The gaming industry is constantly expanding and while current generation consoles are slowly dying, next generation machines are rapidly emerging, gaining gamers interests along the way. Of the current generation console systems, the Xbox, PlayStation 2 and Gamecube have all captured a share of the gaming market. The Xbox 360 will face some heated competition when Sony releases its successor to the PS2 and Nintendo revolutionizes gaming with its Wii. When we add the P.C. into the equation, gamers will ultimately have the option of 4 gaming platforms in which to play their favorite titles.
Having identified this, developers are increasingly creating titles for more than one system. This recent trend has sparked criticisms among the gaming community. Concerns over the quality of multi-platform games have placed a great amount of pressure on developers to create titles for a specific machine. Largely associated with cross-platform titles is a lack of perceived quality due to developers focusing on multiple systems rather than one. Of course each system is different to the next. One system may contain greater processing power, while another greater graphic capabilities.
So who's to blame for the creation of multi-platform games? Most people point their fingers straight at the big gun companies such as Sony or Microsoft. It is a common misconception that creators of the gaming systems themselves wish to publish cross-platform games. After all, Microsoft would prefer to keep games exclusively bound to their machines and vice versa. It is in fact the third party developers who choose to create multi-platform titles. While gamers will continue to complain, it seems only wise from an economical perspective to capitalize on a game through multiple systems.
Unfortunately the result of this is that developers in most cases compromise quality for quantity. In many situations, developers will focus on creating a game for one machine and then port it over to other systems. However a cross-platform path isn't necessarily all bad and when approached with a different perspective can be a positive move. After all, you must consider the fact that not each gamer will own every machine. It can potentially become very expensive to own each platform and at the same time afford to purchase games. This way, gamers can still purchase their favorite game for a chosen platform without having to worry about availability.
The future of gaming is clearly heading along the path of multi-platform titles. However expect exclusive titles to remain in production. Sony and Microsoft for instance, offer up large 'sums of cash' to their larger developers to exclusively develop for their machines. While on the other hand, many developers still choose to create for one system, hoping to achieve a high quality game, winning over gamers alike. To add to this, many recent multi-platform developments have proven successful.

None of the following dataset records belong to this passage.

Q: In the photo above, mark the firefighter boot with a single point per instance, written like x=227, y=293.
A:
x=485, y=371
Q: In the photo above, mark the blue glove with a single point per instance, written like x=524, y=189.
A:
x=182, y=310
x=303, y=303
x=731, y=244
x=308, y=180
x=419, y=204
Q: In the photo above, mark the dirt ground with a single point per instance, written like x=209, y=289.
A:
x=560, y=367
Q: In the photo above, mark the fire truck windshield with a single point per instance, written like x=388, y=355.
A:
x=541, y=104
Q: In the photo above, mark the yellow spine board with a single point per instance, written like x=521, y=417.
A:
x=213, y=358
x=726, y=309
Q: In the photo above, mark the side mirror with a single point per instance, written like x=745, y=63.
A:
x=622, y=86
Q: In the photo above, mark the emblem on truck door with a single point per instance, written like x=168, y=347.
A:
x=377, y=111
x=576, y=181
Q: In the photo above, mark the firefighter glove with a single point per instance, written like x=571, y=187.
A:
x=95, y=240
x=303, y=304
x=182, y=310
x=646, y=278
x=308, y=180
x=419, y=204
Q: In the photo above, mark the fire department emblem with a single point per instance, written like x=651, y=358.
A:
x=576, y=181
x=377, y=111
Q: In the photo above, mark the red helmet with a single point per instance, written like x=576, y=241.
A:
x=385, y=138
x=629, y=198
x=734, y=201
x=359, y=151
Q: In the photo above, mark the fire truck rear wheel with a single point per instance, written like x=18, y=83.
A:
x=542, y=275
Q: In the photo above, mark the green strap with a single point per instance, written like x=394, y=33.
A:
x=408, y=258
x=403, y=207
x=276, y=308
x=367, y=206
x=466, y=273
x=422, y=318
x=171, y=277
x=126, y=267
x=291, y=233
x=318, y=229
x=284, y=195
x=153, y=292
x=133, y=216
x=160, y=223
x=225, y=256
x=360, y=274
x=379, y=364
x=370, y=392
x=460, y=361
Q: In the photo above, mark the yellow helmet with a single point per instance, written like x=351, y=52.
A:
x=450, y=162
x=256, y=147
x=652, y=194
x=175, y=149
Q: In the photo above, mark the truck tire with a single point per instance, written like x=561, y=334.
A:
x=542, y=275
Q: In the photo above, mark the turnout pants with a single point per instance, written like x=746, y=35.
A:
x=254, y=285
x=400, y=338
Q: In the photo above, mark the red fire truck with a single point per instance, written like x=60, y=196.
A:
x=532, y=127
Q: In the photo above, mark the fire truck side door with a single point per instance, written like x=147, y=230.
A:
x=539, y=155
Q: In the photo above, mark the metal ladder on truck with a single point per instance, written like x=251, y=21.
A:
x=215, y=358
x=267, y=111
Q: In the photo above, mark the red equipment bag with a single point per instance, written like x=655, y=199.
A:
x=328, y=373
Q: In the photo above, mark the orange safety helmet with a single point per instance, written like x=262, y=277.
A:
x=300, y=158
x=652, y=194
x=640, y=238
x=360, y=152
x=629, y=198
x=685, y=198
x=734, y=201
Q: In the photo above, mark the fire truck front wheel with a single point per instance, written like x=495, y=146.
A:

Take for example Resident Evil 4, a survival horror developed by Capcom. This game was released to the Gamecube in January of 2005 and greeted with rave reviews. Approximately 8 months later the same title was released again, however this time to the PS2. In similar fashion, the game was highly reviewed by gaming audience worldwide. There was very little difference between the two releases. Both featured the same game and story, while additional features were added to the PS2's version of the title. The PS2 version was in fact a port from the Gamecube version. However unlike many multi-platform developments, developers Capcom placed a great deal of emphasis on transitioning the game from one system to the next and the results - an almost prefect game.
Unfortunately this is a route that many developers choose to bypass when developing cross-platform titles. It is wrong in any case to assume that all such developments are inferior. Quality cross-platform games do exist, however they are difficult to find. The world of gaming is constantly evolving and as changes take place new trends, either good or bad will emerge. We need to remember that developers will only create games that capture the interest of gamers. The bottom line is that developers will only continue to create low quality cross-platform titles if gamers support them. Ultimately it's you, the gamer who holds all the power.